The first relationship in $v=r \omega$ or $\omega=\dfrac{v}{r}$ states that the linear velocity $v$ is proportional to the distance from the center of rotation, thus, it is largest for a point on the rim (largest $r$ ), as you might expect. We can also call this linear speed $v$ of a point on the rim the tangential speed. The second relationship in $v=r \omega$ or $\omega=\dfrac{v}{r}$ can be illustrated by considering the tire of a moving car. Note that the speed of a point on the rim of the tire is the same as the speed $v$ of the car. See Figure 6.5. So the faster the car moves, the faster the tire spins-large $v$ means a large $\omega$, because $v=r \omega .$ Similarly, a larger-radius tire rotating at the same angular velocity $(\omega)$ will produce a greater linear speed $(v)$ for the car.

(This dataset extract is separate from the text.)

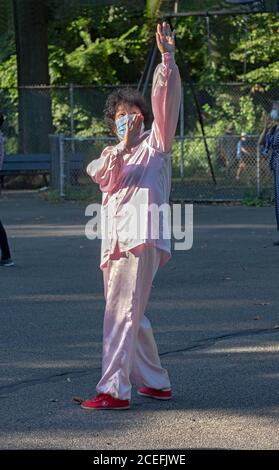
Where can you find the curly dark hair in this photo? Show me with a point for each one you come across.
(124, 95)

Figure 6.5 A car moving at a velocity $v$ to the right has a tire rotating with an angular velocity $\omega$. The speed of the tread of the tire relative to the axle is $v$, the same as if the car were jacked up. Thus the car moves forward at linear velocity $v=r \omega$, where $r$ is the tire radius. $A$ larger angular velocity for the tire means a greater velocity for the car.

#### Example 6.1 How Fast Does a Car Tire Spin?

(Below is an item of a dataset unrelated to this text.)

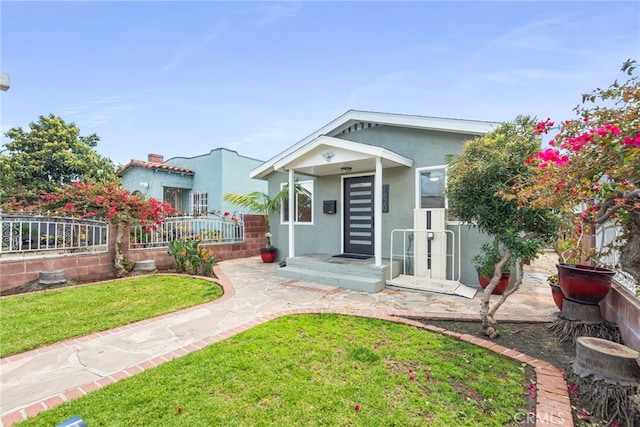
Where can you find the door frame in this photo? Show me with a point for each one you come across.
(343, 212)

Calculate the angular velocity of a 0.300 m radius car tire when the car travels at 15.0m/s (about 54km/h). See Figure 6.5.

#### Strategy

Because the linear speed of the tire rim is the same as the speed of the car, we have $v=15.0 \mathrm{~m} / \mathrm{s}$. The radius of the tire is given to be $r=0.300 \mathrm{~m}$. Knowing $v$ and $r$, we can use the second relationship in $v=r \omega, \omega=\dfrac{v}{r}$ to calculate the angular velocity.

#### Solution

To calculate the angular velocity, we will use the following relationship:

$\omega=\dfrac{v}{r}.$

Substituting the knowns,

$\omega=\dfrac{15.0 \mathrm{~m} / \mathrm{s}}{0.300 \mathrm{~m}}=50.0 \; \mathrm{rad} / \mathrm{s}.$

#### Discussion

When we cancel units in the above calculation, we get 50.0/s. But the angular velocity must have units of rad/s. Because radians are actually unitless (radians are defined as a ratio of distance), we can simply insert them into the answer for the angular velocity. Also note that if an earth mover with much larger tires, say 1.20 m in radius, were moving at the same speed of 15.0 m/s, its tires would rotate more slowly. They would have an angular velocity

$\omega=(15.0 \mathrm{~m} / \mathrm{s}) /(1.20 \mathrm{~m})=12.5 \; \mathrm{rad} / \mathrm{s}.$

Both $\omega$ and $v$ have directions (hence they are angular and linear velocities, respectively). Angular velocity has only two directions with respect to the axis of rotation -it is either clockwise or counterclockwise. Linear velocity is tangent to the path, as illustrated in Figure 6.6.

#### Take-Home Experiment

Tie an object to the end of a string and swing it around in a horizontal circle above your head (swing at your wrist). Maintain uniform speed as the object swings and measure the angular velocity of the motion. What is the approximate speed of the object? Identify a point close to your hand and take appropriate measurements to calculate the linear speed at this point. Identify other circular motions and measure their angular velocities.

Figure 6.6 As an object moves in a circle, here a fly on the edge of an old-fashioned vinyl record, its instantaneous velocity is always tangent to the circle. The direction of the angular velocity is clockwise in this case.